Если касаться проблемы творческой эволюции, то и в этом отношении приходится говорить об особом месте Гиппиус в ряду крупных писателей-символистов. «Историю развития Гиппиус» критик Е. Лундберг считает возможным «изобразить условно прямой линией: ненависть к себе, отвращение к повседневности, требование „чуда“, отречение от своей воли, соблазн небытия в робком, непродуманном буддизме и, наконец, торжество христианских надежд на обновление» [94] . Отмеченные вехи указывают исключительно на идейно-содержательные аспекты, нашедшие отражение в творчестве Гиппиус, в том числе и в ее стихах.
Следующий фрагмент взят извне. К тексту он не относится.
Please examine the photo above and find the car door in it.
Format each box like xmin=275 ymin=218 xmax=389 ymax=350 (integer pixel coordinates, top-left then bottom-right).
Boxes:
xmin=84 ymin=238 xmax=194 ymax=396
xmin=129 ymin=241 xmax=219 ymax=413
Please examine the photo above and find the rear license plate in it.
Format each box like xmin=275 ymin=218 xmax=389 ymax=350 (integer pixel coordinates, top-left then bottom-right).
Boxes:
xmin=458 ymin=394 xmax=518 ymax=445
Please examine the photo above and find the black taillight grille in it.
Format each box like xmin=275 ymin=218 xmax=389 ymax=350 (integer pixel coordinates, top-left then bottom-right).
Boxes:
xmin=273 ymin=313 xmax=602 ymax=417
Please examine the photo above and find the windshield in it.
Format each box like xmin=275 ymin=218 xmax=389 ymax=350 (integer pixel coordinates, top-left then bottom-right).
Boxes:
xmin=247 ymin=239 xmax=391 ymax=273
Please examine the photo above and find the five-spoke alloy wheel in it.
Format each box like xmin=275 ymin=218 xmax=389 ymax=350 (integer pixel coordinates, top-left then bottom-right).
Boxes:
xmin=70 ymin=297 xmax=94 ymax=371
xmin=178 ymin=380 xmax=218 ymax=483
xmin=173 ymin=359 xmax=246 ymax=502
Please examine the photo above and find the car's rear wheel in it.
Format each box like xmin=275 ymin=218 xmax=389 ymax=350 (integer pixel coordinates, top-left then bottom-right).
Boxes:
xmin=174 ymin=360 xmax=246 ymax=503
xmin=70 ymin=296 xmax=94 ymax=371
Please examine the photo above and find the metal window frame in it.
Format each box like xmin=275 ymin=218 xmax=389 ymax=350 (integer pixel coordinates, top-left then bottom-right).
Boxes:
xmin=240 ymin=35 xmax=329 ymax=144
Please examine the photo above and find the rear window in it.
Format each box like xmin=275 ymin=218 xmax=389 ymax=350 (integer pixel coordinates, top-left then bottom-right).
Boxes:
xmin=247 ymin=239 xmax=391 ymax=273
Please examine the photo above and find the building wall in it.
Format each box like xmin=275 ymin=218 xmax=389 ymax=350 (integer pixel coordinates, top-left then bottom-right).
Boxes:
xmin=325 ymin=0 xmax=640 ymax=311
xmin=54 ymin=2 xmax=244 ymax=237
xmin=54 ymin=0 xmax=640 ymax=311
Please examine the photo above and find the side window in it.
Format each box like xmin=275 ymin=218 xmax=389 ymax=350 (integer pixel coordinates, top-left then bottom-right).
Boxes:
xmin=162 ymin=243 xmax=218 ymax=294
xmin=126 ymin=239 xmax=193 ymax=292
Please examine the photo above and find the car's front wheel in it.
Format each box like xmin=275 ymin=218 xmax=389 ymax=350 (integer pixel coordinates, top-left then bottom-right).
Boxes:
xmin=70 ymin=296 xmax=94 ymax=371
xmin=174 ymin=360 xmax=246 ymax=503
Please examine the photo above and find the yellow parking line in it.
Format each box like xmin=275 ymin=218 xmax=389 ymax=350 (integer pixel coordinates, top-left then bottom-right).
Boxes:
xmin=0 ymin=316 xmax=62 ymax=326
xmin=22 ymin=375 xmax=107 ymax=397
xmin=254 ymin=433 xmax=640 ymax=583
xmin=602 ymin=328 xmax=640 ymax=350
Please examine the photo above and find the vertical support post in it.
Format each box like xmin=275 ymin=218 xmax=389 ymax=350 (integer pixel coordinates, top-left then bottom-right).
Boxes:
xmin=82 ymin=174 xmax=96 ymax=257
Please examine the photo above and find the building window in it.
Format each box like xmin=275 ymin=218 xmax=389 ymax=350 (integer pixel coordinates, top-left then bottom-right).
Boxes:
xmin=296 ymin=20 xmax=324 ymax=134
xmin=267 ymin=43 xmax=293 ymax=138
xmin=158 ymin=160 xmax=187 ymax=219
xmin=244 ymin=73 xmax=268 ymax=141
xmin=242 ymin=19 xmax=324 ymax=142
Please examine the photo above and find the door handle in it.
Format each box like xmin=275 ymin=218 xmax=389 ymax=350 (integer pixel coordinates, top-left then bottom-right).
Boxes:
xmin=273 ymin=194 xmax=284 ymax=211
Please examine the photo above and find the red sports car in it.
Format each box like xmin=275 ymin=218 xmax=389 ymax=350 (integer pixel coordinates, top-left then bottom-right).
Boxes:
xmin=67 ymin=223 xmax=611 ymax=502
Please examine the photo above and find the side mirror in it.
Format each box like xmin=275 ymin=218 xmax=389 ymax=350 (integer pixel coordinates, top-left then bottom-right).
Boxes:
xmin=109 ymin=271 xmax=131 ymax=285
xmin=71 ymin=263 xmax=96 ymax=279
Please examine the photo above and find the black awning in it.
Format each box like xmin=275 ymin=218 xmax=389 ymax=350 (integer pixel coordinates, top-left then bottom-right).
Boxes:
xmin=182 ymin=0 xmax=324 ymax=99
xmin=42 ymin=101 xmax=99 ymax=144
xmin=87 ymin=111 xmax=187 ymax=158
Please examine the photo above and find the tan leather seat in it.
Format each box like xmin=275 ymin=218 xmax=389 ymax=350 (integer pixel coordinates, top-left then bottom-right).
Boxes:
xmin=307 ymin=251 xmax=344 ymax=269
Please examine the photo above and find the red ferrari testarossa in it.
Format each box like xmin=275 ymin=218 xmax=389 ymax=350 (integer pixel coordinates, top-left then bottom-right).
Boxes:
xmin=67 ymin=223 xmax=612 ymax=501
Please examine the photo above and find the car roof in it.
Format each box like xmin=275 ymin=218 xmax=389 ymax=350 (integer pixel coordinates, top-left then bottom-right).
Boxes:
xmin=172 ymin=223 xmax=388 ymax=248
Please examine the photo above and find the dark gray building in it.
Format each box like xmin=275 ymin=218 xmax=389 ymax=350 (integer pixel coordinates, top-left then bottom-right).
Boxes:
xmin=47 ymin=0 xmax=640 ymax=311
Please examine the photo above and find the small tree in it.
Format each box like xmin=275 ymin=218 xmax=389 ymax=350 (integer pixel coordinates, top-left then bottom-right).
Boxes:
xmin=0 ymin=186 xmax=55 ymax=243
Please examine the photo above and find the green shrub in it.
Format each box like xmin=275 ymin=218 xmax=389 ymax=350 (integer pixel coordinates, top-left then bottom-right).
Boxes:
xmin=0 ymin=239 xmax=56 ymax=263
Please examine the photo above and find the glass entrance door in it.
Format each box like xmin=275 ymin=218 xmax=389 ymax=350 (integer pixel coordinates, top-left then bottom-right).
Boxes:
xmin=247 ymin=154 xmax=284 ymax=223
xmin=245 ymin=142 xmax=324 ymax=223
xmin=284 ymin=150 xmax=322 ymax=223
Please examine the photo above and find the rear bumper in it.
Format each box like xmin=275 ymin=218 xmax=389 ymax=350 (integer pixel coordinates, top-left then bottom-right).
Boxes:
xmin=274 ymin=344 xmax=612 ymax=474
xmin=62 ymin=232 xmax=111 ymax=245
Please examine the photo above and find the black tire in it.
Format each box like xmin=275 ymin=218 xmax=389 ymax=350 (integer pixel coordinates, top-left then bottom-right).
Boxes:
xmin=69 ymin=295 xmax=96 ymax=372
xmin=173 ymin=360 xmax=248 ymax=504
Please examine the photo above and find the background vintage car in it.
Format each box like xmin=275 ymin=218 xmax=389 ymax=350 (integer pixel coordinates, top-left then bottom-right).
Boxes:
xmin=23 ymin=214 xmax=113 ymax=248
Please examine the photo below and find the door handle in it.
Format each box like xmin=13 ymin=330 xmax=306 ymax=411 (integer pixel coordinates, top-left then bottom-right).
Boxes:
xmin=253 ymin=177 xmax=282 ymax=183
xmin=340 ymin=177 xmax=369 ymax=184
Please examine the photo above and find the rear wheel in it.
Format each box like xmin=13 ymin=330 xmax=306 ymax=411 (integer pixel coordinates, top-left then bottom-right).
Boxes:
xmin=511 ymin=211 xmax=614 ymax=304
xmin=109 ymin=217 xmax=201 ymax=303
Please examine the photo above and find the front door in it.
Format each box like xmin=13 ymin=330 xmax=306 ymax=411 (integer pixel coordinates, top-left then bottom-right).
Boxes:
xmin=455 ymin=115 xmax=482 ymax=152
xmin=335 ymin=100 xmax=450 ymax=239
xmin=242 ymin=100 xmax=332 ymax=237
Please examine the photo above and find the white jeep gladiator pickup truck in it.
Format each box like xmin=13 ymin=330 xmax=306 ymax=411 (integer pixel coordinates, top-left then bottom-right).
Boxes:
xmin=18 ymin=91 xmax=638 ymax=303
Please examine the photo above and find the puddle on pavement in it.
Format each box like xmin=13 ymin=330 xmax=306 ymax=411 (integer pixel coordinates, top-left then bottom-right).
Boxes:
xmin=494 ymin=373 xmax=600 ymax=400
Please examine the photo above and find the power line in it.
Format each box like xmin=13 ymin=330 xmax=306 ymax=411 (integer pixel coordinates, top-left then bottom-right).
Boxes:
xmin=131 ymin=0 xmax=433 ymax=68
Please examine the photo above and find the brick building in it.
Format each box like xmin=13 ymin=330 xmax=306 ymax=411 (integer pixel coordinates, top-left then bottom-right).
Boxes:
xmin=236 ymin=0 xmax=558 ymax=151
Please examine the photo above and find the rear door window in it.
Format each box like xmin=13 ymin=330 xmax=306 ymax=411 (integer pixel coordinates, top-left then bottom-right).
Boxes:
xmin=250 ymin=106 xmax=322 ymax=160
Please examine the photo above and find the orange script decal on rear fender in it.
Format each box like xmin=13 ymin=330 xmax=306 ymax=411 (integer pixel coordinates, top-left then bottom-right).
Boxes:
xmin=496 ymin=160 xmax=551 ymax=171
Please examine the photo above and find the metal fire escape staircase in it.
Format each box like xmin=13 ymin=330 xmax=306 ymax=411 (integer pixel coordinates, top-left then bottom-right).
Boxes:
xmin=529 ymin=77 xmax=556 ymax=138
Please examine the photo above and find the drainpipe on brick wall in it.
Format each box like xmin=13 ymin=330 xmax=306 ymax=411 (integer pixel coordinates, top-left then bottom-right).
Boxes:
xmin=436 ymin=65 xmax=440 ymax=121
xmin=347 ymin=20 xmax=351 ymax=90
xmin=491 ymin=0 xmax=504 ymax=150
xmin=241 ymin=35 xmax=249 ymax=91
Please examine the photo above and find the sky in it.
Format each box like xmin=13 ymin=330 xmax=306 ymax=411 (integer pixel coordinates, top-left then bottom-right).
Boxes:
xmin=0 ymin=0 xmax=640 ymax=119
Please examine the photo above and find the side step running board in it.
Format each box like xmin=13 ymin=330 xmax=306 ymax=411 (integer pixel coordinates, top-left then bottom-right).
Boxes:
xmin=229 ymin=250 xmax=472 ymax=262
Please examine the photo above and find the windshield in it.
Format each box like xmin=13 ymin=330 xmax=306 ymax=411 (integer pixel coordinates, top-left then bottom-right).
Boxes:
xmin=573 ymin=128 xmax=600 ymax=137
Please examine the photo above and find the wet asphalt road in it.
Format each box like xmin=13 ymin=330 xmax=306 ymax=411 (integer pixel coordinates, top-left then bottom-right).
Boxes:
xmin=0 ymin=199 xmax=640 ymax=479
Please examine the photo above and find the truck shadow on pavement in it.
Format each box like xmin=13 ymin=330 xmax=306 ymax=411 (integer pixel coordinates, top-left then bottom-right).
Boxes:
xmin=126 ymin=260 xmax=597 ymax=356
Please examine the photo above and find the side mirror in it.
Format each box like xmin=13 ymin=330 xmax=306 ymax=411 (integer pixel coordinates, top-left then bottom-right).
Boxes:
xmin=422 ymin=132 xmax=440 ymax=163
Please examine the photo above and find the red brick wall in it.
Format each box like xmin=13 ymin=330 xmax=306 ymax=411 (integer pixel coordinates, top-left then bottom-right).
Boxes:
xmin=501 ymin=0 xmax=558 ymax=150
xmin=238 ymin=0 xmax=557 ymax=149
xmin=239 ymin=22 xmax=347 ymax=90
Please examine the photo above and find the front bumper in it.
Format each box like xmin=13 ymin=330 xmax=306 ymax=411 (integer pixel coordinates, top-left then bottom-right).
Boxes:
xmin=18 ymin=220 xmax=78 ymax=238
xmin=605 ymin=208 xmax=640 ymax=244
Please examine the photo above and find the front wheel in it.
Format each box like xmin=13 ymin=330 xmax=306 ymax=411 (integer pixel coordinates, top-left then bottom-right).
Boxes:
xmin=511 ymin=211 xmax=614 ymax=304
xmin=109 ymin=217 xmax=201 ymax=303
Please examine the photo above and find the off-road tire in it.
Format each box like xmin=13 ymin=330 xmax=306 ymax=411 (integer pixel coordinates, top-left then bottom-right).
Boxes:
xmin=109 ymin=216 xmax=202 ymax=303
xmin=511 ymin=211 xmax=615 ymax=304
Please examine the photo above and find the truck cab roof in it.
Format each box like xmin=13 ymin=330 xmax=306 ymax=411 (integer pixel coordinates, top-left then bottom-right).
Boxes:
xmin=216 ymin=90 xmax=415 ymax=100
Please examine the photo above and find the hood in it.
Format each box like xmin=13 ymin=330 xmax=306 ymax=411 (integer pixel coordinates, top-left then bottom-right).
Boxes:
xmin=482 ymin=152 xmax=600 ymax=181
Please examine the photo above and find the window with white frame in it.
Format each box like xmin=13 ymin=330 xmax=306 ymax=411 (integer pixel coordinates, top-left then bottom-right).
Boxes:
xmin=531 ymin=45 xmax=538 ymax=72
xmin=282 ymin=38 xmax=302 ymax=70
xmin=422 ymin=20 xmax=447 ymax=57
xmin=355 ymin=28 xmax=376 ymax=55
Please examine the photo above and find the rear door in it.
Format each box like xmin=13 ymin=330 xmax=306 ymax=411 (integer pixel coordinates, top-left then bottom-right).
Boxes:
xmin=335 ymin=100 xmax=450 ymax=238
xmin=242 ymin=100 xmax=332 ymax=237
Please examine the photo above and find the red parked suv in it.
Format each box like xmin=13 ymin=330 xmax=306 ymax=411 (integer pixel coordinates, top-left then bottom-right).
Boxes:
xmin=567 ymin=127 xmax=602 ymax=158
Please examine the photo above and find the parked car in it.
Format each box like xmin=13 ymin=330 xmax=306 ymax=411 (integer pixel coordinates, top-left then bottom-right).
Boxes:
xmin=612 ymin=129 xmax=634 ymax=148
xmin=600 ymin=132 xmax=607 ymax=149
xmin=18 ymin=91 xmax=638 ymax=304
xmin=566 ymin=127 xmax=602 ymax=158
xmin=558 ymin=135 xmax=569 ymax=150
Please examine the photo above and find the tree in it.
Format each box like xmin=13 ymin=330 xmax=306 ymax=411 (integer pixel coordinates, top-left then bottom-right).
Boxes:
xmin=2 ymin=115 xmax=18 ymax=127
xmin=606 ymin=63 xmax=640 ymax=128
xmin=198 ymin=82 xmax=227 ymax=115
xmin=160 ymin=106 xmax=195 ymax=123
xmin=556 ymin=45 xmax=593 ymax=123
Что же касается ее поэтического идиостиля, то приходится констатировать в нем максимум константных параметров и минимум хронологических изменений: зримой эволюции художественного мировидения не наблюдается, творческие этапы разграничиваются исключительно историческими событиями и событиями духовной и общественной жизни автора. «К поэтам гиппиусовского склада неприменимо понятие развития, — писал Адамович, — Гиппиус сразу, чуть ли не с первых „проб пера“ — вроде знаменитого „Люблю я отчаяние мое безмерное“ — нашла тон и ритм, в точности соответствующие ее внутреннему миру» [95] . Движение, совершающееся в ее поэтическом мире, — это движение по кругу, регулярное возвращение к повторяющимся мотивам и образным построениям. В ее стихотворном наследии встречаются тексты с одинаковыми заглавиями, манифестирующими единство темы в многообразии ее воплощений («Любовь — одна» — стихотворения 1896 г. и 1912 г.), эпиграфы из более ранних текстов к более поздним, подчеркивающие связь в составе цельного высказывания — всего поэтического корпуса, часто возникает явный или скрытый диалог между вновь созданными и прежними текстами.

94

Лундберг Е. Религия и лирика несвободной души (З. Н. Гиппиус) // Лундберг Е. Мережковский и его новое христианство. СПб., 1914. С. 186–187.

95

Адамович Г. Собр. соч.: Одиночество и свобода. СПб., 2002. С. 162.

При этом поэтический мир Гиппиус, колеблясь внутри самого себя, отличается своеобразным динамизмом — подобно морской волне, в проникновенное описание которой поэтесса, возможно, вложила интимно значимые ассоциации: «…она взлетала наверх, выше, выше, с бессильным и ненужным порывом, становилась тонкой, прозрачной, гнулась <…> — и падала, не умея удержаться наверху, и разлеталась в белый, мыльный дым, который кое-где сверкал радужными искрами. И опять торопилась, неведомо зачем, умирать, — другая ворчащая волна» [96] . Воспроизводя вибрации душевной жизни автора, поэзия Гиппиус имеет по преимуществу дневниковый характер: не случайно это жанровое определение вынесено в заглавие книги ее стихов, изданной в 1922 г. Определяющие жанровые особенности дневника — конкретная хронологическая закрепленность текущего самоотчета о событиях и переживаниях, сосредоточенность пишущего на фиксации собственных восприятий и размышлений в их видоизменении — читателям стихотворений Гиппиус раскрывались как одна из их родовых черт. В трактовке И. Анненского характерное качество поэзии Гиппиус — «какая-то безусловная минутность, какая-то настойчивая, почти жгучая потребность ритмически передать „полное ощущение минуты“, и в этом — их сила и прелесть» [97] (критик обыгрывает определение поэзии, восходящее к Баратынскому: «полное ощущение данной минуты», — приведенное Гиппиус в предисловии к «Собранию стихов» как наиболее ей говорящее и — добавим — указывающее на вполне осознанное ею стремление к «дневниковости»). Ту же особенность подмечал Модест Гофман: «Творчество З. Гиппиус — творчество минут, а не жизни. Вот почему у нее почти нет циклов, вот почему ее сборники стихов, рассказов, статей являются случайными сборниками разных стихов, рассказов, статей, а не живым целым — книгою» [98] .

96

Гиппиус З. На берегу Ионического моря // Мир Искусства. 1899. T. I. № 10. С. 166.

97

Анненский Ин. О современном лиризме. 3. «Оне» // Аполлон. 1909. № 3. Отд. I. С. 10.

98

Гофман М. З. Н. Гиппиус // Книга о русских поэтах последнего десятилетия. С.181.